Speaker
Overview (For the conference guide)
We present a general-purpose software framework, which allows different multi-disciplinary communities to take advantage of a distributed computational infrastructure. It has been designed specifically for organizations that cannot afford the adoption costs of more specialized and complex frameworks, but that still require a user-friendly, standard and highly customizable access to the Grid.
Our framework heavily relies on a bookkeeping database, storing both application-specific and infrastructure metadata, which is tightly coupled with a web portal. The first makes available to the users information on the execution status of jobs and their specific meaning and parameters, and contributes in orchestrating the submission mechanism. The latter provides job submission management, bookkeeping database interactions and monitoring functionality.
Description of the Work
We have developed a general purpose framework for executing data simulations in a distributed environment, which is effective in exploiting multi flavour Grid resources. Its design is based on a minimal set of standard Grid services and is capable to fit the requirements of many different Virtual Organizations (VO). At the moment, a centralized site provides the EGI services, a web portal and the metadata management tools.

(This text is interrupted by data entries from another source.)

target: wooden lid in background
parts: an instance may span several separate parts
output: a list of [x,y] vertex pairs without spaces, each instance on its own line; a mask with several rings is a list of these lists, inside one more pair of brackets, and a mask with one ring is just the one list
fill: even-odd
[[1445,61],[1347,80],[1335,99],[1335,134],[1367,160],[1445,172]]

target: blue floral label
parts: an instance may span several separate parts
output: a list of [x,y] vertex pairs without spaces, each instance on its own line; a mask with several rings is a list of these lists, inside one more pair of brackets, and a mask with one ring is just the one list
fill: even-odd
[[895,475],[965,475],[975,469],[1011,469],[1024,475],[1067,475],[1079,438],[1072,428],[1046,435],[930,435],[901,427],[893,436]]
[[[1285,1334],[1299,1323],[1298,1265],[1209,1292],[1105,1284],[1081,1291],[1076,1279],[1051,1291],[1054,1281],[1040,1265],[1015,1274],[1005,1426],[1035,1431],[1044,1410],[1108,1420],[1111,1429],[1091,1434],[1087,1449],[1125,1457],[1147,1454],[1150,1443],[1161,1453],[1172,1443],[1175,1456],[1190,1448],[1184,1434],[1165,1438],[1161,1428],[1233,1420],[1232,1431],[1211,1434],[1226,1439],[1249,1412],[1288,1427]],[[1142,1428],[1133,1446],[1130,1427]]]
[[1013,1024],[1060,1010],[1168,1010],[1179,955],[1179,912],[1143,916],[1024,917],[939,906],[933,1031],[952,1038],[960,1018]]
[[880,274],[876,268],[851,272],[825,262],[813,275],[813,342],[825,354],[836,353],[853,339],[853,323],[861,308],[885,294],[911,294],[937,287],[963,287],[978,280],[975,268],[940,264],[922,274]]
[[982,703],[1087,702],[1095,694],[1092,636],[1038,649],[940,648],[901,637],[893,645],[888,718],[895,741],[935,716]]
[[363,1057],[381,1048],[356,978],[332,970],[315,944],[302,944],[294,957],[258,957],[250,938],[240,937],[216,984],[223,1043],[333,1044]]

The web portal allows the definition of VO-specific tasks, the so called ‘session’. The job runtime environment, the job executable parameters, the Input and Output datasets, the enabling of distributed resources, for instance, can be customized to the VO needs through a session web interface. The framework can thus easily manage several sessions and VOs. A relational database system is used to store the session- related metadata; it acts as backend for all the sub-services and communicates via RESTful protocol with running jobs on remote sites.
The suite makes use of EGI grid services such as the WMS as job brokering service and Grid flavours interoperability element, the VOMS as authentication and accounting system, the LCG File Catalog and Utils, GANGA as job management system and SRM as protocol for data access.

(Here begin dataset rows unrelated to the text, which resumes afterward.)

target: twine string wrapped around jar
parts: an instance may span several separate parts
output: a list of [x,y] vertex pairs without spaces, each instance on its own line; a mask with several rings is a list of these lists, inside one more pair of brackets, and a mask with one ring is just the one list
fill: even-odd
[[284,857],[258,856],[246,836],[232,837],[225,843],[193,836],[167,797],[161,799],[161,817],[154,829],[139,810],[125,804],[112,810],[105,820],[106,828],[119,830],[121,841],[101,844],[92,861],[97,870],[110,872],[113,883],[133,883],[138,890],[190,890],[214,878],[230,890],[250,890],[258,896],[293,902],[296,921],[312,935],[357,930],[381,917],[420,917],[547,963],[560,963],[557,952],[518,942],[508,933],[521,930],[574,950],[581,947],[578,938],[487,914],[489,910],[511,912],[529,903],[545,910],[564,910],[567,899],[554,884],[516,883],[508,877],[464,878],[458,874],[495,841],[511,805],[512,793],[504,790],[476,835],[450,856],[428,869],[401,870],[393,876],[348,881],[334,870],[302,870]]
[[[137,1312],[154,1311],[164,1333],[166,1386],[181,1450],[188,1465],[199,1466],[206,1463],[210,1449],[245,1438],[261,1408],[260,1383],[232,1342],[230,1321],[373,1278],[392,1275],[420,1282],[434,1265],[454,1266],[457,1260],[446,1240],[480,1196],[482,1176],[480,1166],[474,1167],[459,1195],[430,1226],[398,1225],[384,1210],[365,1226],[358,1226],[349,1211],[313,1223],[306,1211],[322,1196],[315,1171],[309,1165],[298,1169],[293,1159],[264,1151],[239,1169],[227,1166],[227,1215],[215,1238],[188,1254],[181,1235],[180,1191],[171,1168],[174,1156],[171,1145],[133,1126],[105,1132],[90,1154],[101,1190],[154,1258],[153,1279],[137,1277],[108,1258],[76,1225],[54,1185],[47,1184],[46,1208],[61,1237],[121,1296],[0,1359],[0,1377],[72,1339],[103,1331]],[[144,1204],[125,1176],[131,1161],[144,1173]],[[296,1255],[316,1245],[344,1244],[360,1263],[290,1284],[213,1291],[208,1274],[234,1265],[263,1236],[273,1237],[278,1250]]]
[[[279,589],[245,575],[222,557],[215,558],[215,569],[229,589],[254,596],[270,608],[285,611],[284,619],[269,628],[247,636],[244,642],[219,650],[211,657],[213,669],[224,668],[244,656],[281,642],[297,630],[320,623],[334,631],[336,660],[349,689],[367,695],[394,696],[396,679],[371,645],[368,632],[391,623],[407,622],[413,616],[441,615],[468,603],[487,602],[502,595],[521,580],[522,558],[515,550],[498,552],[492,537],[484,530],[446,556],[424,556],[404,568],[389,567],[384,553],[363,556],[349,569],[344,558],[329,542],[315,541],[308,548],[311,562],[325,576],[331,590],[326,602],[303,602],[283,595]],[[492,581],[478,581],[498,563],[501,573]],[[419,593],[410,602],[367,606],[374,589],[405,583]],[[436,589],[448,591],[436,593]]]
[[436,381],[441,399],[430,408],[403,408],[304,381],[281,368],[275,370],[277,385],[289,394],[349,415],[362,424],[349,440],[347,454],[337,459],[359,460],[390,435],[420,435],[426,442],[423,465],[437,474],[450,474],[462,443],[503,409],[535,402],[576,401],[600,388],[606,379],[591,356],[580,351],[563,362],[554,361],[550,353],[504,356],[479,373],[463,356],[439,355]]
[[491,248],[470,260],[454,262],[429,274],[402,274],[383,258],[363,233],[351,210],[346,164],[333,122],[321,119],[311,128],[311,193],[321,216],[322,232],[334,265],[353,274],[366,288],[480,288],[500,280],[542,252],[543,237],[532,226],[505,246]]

The web portal provides a user-interface for job preparation and submission, for database interactions and monitor functionalities; it automatically configures to adhere to the VO-specific session customization. Jobs are grouped into requests by specifying the set of job parameters and submissions are performed either automatically to all the available sites by request or by a manual fine-grain selection of the job parameters and/or sites.
The job workflow is handled by a python script, which retrieves and executes the VO specific application, communicates status information to the bookkeeping database and transfers output files to a request-specific data repository. Location info are registered into the LFC service.
Impact
The suite we developed ensures both a high degree of customization and usability and high performances in job submission and status retrieval.

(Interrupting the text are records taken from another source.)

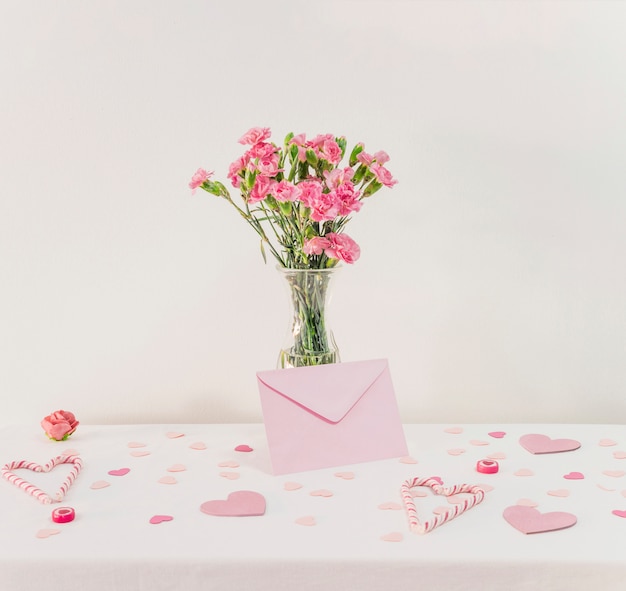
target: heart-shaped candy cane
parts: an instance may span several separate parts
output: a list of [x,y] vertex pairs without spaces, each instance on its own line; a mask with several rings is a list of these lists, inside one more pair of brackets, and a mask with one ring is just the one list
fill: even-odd
[[[17,474],[13,472],[13,470],[32,470],[33,472],[50,472],[55,466],[59,464],[74,464],[72,471],[67,475],[59,490],[55,493],[54,499],[50,497],[50,495],[43,492],[41,489],[37,488],[34,484],[31,484],[27,480],[20,478]],[[5,464],[2,468],[2,477],[6,478],[15,486],[21,488],[24,492],[27,492],[29,495],[35,497],[40,503],[44,505],[49,505],[50,503],[60,503],[65,497],[70,486],[78,473],[81,471],[83,467],[83,462],[78,456],[57,456],[56,458],[52,458],[47,464],[43,466],[41,464],[37,464],[36,462],[28,462],[26,460],[19,460],[16,462],[9,462]]]
[[[459,493],[468,493],[472,496],[466,498],[462,503],[456,503],[454,507],[448,509],[445,513],[436,515],[429,521],[421,522],[417,517],[417,509],[415,509],[415,502],[413,501],[413,495],[411,495],[411,489],[416,486],[428,486],[436,495],[443,495],[445,497],[451,497]],[[455,484],[451,487],[445,487],[435,478],[413,478],[407,480],[402,485],[401,493],[404,506],[408,513],[411,531],[419,534],[426,534],[444,524],[446,521],[458,517],[461,513],[465,513],[468,509],[481,503],[485,498],[485,491],[480,488],[480,486],[473,484]]]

The web portal has been developed in PHP with Smarty as the template engine to separate the logic layer from the presentation one and makes extensive use of Javascript for AJAX functionality. It is strictly bounded to the bookkeeping database in order to allow the job definition, submission and monitoring. It presents several sections, depending on how many VO-specific sessions have been defined in the configuration phase. It is important to stress that their content is dynamically generated from the bookkeeping database schema and state in order to include the session-specific fields.
The job submission scheduling is managed by the web portal itself taking into account the VO-specific load of remote sites and the status of the previous submission. The upcoming integration with the Nagios service availability monitor will strength the scheduling algorithm.
The authentication and authorization layer is based on GSI. It makes use of myproxy server to realize a VOMS proxy certificate authentication that allows job submission through the web portal and assures secure communication between jobs and the database. Web portal submission triggers the launch of a GANGA session, which in turn submits a python parametric-script to the remote sites. The latter is the effective job that will run on the remote site WNs.
The monitor functionalities are mainly based on the bookkeeping database through the information sent by jobs. This allows a real-time monitoring of job status and activity. A closer integration with the Grid LB will provide an additional source of information, especially in case of hanging jobs.
Our suite has been successfully tested with two superbvo.org sessions for Monte Carlo simulation. Tests involved more than 20 remote sites in Europe, USA and Canada, and three different Grid middlewares.
Conclusions
The suite has proven to be reliable and efficient although it still requires a careful initial configuration. At the moment, some VO specific constraints should be configured in the Web-interface; although this is a minor effort to cope with, in order to provide an agnostic tool, a completely user-configurable interface is under development.
Our suite can be seen as a light-weight general-experiment framework which focuses on basic functionalities, designed specifically for organizations that cannot afford the use of the more specialized HEP frameworks but that still require an easy-to-use interface to the Grid. Customization of the bookeeping database, web portal, job executable and site requirements are the key points to achieve this goal as well as a small installation and configuration footprint.